Kenyan authorities held Akii-Bua and other Ugandans, many of them Amin's aides, there for a month. His wife told the West German newspaper Die Welt that it was only luck that saved her husband from being sent back to Uganda and killed in the bloody days that followed the defeat of Amin's forces.

Upon being released in Kenya, Akii-Bua sent his family to West Germany, and having waited until some order had been restored in Uganda, he briefly visited Kampala to check on other relatives. There he discovered that his home had been looted and that his Olympic gold medal was gone.

Akii-Bua was unable to compete at the 1976 Montreal Olympics because of the boycott by Black African nations and his first international competition since 1975 came last summer in Algiers. But he vows he will resume racing. He soon will decide whether to remain in West Germany or return to Uganda to train for the 1980 Games in Moscow. "So much of Uganda is destroyed that it is hard to train at home," he said, "but I still plan to return to live there. I would like to win a medal for my country."

PEAKS AND VALLEYS

Ah, but life can be confounding. Consider Ronnie Franklin, the controversial 19-year-old rider of Spectacular Bid. Last week Franklin was arrested in California—at Disneyland, no less—for allegedly possessing a small amount of cocaine. It was but the latest in a series of incidents that have had Franklin riding an emotional roller coaster.

Just a month ago, fresh from victories in the Kentucky Derby and Preakness, Ronnie was enjoying the acclaim attendant on a jockey who seemed to have the Triple Crown locked up.
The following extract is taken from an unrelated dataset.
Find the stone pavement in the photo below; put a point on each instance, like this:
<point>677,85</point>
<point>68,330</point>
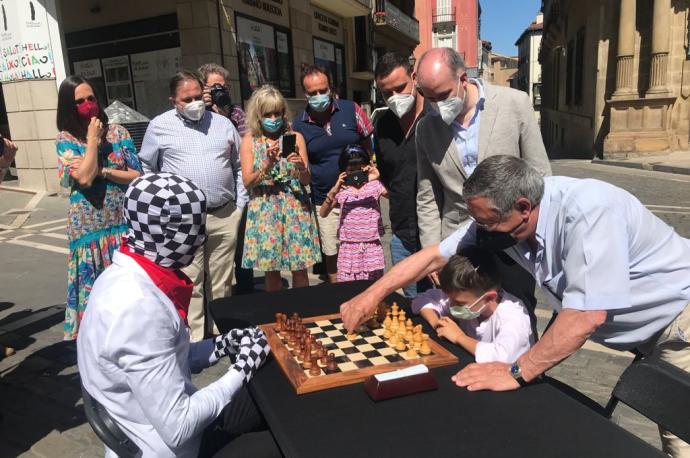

But abruptly things went sour. A paternity suit was filed against him the week before the Belmont Stakes. He tangled with Angel Cordero during a race and the two later exchanged blows in the jockeys' room. Then came the Belmont. Spectacular Bid finished third, and Franklin was criticized for giving the colt a bad ride.

One of the few to come to Franklin's defense after the Belmont was Bid's trainer Bud Delp, who said, "Ronnie rode the horse just perfect. Exactly the way I would've rode him.... The best horse [Coastal] won the race, that's all."